Idle Hands
The premise: an easy way to cash in on an audience that has never heard of some of the movies listed below. The story: Pot-smoking slacker teen loses control of his right hand, which goes on a murderous rampage and is undeterred by being cut off and microwaved.
The main player: Anton (Devon Sawa), who was chosen as a vessel for this evil spirit because of his “idle hands”; basically, he’s the most sedentary person around. The love interest: cute-as-a-button Molly (Jessica Alba), so sweet that she doesn’t think twice about fooling around with a stinky boy (Anton doesn’t shower during the movie’s several days) with blood all over him and a hand that wants to choke her. The sidekicks: Mick and Pnub (Seth Green and Elden Ratliff), two fellow stoners who, after being murdered, become undead because “the light” they were instructed to walk toward was too far away.
Van Helsing: Vivica A. Fox, hamming. Puzzling cameo: Fred Willard as Anton’s dad, who gets offed inside of five minutes. Döppleganger alert: Is that Jon Bon Jovi as the truck-obsessed metalhead? Poseur alert (or perhaps cultural-literacy flub, or perhaps even attempted wit): He wears a Quiet Riot T-shirt.
The sources: The Hand (obviously), Evil Dead 2 (duh), An American Werewolf in London (dead friends hanging around), Carrie (the ill-fated school dance), Scream (endless pop-culture references), Porky’s (gratuitous nipple close-up). Curious reference: Dawn of the Dead plays on a television set.

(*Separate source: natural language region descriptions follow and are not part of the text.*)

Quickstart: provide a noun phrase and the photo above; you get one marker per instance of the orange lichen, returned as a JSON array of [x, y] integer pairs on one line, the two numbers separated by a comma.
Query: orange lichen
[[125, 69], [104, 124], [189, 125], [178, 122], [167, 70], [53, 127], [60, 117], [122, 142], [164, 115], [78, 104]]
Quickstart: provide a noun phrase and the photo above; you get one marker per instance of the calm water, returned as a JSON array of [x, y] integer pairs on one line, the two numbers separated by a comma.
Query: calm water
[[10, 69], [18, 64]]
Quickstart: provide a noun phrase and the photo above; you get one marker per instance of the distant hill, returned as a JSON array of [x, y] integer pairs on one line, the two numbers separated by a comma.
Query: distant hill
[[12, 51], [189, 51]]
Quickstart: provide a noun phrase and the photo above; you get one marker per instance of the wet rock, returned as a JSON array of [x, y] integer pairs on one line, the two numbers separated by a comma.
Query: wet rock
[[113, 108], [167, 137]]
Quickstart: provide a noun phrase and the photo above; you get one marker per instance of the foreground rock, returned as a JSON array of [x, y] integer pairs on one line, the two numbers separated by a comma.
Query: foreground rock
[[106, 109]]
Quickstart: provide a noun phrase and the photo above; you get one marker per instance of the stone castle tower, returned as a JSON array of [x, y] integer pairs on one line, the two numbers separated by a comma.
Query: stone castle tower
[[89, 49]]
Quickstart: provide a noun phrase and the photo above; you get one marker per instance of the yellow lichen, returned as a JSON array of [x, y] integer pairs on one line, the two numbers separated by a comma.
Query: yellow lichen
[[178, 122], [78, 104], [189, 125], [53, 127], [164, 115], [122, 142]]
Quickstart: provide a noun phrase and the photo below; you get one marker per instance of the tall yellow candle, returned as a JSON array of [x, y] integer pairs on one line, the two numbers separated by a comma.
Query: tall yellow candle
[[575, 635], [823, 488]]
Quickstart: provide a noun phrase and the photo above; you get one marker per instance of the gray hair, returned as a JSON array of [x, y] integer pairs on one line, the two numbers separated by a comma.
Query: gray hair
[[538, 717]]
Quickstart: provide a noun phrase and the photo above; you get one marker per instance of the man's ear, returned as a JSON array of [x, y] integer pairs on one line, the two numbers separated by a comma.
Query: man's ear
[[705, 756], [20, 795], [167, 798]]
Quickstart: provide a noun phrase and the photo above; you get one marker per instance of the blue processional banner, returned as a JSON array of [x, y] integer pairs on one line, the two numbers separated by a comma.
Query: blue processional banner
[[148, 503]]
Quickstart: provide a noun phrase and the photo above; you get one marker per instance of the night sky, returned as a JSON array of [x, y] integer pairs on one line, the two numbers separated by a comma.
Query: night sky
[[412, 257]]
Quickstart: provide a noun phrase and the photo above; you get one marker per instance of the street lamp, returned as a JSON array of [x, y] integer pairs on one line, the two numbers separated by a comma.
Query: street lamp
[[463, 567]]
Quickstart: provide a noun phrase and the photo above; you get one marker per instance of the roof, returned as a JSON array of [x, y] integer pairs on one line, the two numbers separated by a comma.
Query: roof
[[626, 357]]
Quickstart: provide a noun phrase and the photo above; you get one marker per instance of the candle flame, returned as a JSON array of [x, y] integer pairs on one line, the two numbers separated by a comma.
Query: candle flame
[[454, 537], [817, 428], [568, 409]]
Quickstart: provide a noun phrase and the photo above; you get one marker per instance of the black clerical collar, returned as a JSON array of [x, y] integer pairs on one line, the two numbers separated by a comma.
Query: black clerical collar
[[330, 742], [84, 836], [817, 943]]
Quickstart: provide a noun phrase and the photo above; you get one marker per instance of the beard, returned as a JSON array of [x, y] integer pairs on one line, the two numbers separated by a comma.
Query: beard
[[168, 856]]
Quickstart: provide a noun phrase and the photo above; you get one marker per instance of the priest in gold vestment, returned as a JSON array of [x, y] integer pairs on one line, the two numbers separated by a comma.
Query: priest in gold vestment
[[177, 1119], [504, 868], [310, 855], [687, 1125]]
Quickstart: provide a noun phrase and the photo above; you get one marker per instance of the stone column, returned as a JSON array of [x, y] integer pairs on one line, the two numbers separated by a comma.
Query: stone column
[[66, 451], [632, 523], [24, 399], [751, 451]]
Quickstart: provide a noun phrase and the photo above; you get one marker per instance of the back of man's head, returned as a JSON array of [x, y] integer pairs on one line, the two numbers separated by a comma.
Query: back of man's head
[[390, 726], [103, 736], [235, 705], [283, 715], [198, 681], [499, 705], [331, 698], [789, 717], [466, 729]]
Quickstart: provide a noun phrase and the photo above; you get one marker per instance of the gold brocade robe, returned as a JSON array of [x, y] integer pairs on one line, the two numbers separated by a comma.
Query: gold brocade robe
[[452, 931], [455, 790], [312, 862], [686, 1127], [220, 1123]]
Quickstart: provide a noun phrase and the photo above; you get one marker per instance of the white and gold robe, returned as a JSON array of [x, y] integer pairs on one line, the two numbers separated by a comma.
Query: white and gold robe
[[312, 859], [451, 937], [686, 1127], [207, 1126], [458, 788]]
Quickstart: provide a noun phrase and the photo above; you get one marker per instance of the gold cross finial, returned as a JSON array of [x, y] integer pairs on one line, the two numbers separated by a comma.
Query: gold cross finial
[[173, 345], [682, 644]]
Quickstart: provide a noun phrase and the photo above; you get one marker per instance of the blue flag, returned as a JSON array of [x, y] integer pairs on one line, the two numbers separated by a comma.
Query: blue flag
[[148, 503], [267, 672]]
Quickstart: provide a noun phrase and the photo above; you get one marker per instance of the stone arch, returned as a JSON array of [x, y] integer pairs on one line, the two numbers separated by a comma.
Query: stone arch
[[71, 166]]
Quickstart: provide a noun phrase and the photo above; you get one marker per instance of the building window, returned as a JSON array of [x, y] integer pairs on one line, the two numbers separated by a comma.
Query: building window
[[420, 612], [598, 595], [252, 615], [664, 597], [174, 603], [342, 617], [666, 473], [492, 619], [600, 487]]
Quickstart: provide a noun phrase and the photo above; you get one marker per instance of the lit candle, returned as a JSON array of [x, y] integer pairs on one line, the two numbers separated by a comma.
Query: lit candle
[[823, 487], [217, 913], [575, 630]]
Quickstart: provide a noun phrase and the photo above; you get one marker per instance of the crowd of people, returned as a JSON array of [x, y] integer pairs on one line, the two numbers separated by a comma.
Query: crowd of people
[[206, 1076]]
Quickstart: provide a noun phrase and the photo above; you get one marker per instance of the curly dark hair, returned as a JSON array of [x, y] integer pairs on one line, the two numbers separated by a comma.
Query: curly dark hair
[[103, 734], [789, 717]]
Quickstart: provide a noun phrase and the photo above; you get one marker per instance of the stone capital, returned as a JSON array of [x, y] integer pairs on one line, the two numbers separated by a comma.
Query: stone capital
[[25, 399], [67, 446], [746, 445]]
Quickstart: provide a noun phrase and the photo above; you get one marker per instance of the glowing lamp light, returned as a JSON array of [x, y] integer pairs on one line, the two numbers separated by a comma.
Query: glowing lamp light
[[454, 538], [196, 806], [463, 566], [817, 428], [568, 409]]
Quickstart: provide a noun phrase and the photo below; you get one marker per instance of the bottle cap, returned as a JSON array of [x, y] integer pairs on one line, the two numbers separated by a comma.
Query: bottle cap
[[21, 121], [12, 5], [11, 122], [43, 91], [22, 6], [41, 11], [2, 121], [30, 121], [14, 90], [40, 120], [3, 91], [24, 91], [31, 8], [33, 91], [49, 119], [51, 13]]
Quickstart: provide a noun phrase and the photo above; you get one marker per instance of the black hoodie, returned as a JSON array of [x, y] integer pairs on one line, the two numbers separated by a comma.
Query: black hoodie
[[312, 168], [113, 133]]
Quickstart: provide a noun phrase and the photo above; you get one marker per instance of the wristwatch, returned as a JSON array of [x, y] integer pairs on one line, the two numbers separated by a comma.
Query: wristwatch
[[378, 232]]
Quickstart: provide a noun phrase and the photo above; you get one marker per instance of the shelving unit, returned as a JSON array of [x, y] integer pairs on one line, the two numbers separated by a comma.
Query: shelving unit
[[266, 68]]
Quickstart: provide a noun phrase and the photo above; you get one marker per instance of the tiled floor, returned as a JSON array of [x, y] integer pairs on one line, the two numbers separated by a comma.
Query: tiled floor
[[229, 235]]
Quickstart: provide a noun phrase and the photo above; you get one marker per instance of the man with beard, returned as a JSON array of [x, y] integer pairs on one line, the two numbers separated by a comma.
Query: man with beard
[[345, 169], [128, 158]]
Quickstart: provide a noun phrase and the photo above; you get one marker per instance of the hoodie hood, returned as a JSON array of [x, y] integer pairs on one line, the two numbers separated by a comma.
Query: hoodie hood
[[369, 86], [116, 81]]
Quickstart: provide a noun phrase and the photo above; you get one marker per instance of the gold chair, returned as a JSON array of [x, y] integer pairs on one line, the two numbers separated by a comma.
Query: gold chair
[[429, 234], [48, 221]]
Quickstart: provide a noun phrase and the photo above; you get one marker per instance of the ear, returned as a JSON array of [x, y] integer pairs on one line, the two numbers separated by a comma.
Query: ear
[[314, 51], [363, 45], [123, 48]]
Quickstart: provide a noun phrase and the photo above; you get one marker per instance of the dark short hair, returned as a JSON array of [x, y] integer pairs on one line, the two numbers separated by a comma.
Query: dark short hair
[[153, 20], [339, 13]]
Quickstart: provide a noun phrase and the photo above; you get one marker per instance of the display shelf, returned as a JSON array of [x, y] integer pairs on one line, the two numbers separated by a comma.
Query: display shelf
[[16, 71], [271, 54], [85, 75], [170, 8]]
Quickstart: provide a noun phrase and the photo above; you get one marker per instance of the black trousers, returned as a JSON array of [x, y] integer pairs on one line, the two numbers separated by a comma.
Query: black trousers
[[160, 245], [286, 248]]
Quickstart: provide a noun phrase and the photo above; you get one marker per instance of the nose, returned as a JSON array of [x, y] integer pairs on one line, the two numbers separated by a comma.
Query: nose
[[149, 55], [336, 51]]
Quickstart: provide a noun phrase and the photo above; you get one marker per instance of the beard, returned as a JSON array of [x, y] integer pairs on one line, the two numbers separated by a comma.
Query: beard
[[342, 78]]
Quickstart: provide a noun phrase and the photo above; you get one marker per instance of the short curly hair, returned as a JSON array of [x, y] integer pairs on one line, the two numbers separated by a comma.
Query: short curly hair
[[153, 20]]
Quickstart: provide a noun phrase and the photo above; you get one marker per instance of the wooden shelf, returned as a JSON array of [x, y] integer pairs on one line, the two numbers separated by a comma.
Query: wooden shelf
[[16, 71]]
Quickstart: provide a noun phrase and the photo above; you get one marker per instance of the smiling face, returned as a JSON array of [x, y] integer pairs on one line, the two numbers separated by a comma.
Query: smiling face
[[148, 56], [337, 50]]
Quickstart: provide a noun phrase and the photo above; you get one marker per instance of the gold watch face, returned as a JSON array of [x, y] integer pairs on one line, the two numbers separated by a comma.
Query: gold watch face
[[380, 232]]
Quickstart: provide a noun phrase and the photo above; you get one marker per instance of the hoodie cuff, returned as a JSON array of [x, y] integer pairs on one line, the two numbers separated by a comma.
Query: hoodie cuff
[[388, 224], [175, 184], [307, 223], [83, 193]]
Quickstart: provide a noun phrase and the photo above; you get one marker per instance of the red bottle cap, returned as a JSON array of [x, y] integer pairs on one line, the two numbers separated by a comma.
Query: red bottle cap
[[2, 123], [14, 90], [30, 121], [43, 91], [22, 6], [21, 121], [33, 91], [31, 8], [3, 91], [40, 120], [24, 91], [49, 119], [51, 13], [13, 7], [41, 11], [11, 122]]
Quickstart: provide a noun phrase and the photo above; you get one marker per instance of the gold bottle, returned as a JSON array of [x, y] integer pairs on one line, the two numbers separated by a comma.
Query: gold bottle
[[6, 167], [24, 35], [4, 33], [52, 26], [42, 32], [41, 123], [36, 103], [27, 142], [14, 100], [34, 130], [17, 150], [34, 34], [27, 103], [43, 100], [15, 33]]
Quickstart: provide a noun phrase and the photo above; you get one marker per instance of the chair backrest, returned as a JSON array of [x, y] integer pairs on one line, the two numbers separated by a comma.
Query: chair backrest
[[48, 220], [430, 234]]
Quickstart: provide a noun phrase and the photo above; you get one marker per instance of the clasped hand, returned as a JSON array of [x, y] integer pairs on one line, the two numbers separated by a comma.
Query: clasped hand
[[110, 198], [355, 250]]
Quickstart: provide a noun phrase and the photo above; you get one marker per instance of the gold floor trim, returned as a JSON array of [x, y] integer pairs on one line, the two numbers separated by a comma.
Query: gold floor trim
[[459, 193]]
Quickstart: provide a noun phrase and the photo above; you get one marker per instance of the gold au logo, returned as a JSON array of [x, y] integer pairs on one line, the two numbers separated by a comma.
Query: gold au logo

The good: intermittently clever writing (by Terri Hughes and Ron Milbauer), a few fun twists on this well-worn material, Anton’s discovery that he’s been killing people, some nice special effects (especially those involving the decapitated friend), good makeup treatment of the undead.
The bad: This well-worn material has no place to go after exhausting its few inspired gags, generally lazy writing (especially in plot development), occasionally incoherent direction (by Rodman Flender, and what a name that is), a running time that feels 20 minutes longer than it actually is, constant plugs for the soundtrack, and some not-so-good special effects.
Will most be enjoyed by: boys from 13 to 16 years old, fans of tossed-off, campy horror movies, and people who resemble the three main characters.
Will be least enjoyed by: anybody who’s picky about things such as character development and redeeming social value.
Life lessons learned: The girl you’ve always liked likes you, no matter how many capital crimes you’ve been committing; misbehaving hands are best controlled with marijuana smoke; masturbate with both hands to prevent being inhabited by satanic forces.
The verdict: a marginally enjoyable way to get 92 minutes closer to physical and intellectual death.